(a) Express each of the following in modulus-argument form, where $0<\theta<\frac{\pi}{2}$:
$$\text{i)}\ 1+i\tan\theta,\quad\text{ii)}\ 1+i\cot\theta,\quad\text{iii)}\ \frac{1}{\sin\theta}+\frac{1}{\cos\theta}i.$$
(b) Hence simplify each of the following:
$$\text{i)}\ (1+i\tan\theta)^2,\quad\text{ii)}\ (1+i\cot\theta)^{-3},\quad\text{iii)}\ \frac{1}{\sin\theta}-\frac{1}{\cos\theta}i.$$
I can answer all the questions in my math textbook except for this question. And there are no specific examples of this question in my textbook.
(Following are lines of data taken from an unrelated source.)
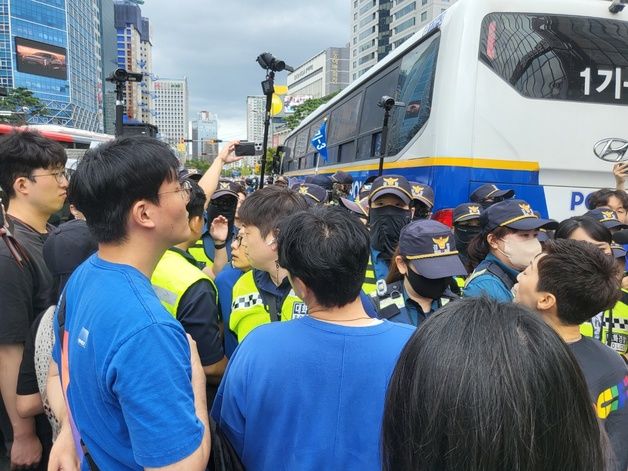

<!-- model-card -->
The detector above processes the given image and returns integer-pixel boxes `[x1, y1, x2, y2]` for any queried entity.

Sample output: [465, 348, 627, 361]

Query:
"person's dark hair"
[69, 136, 179, 243]
[467, 227, 517, 269]
[585, 188, 628, 210]
[277, 206, 370, 307]
[238, 185, 308, 237]
[185, 179, 207, 220]
[537, 239, 621, 325]
[554, 216, 613, 245]
[382, 297, 608, 471]
[0, 131, 67, 199]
Any help is appreciated.
THANKS
Best Answer
Most of your examples are of the form $$a(\cos\theta+i\sin\theta)$$ For example, $$1+i\tan\theta=\frac{1}{\cos\theta}(\cos\theta+i\sin\theta)$$ Can you do the rest? Please tell me if you need any more help.
Note that as $0<\theta<\frac{\pi}{2}$ the values of both $\sin\theta$ and $\cos\theta$ will always be positive.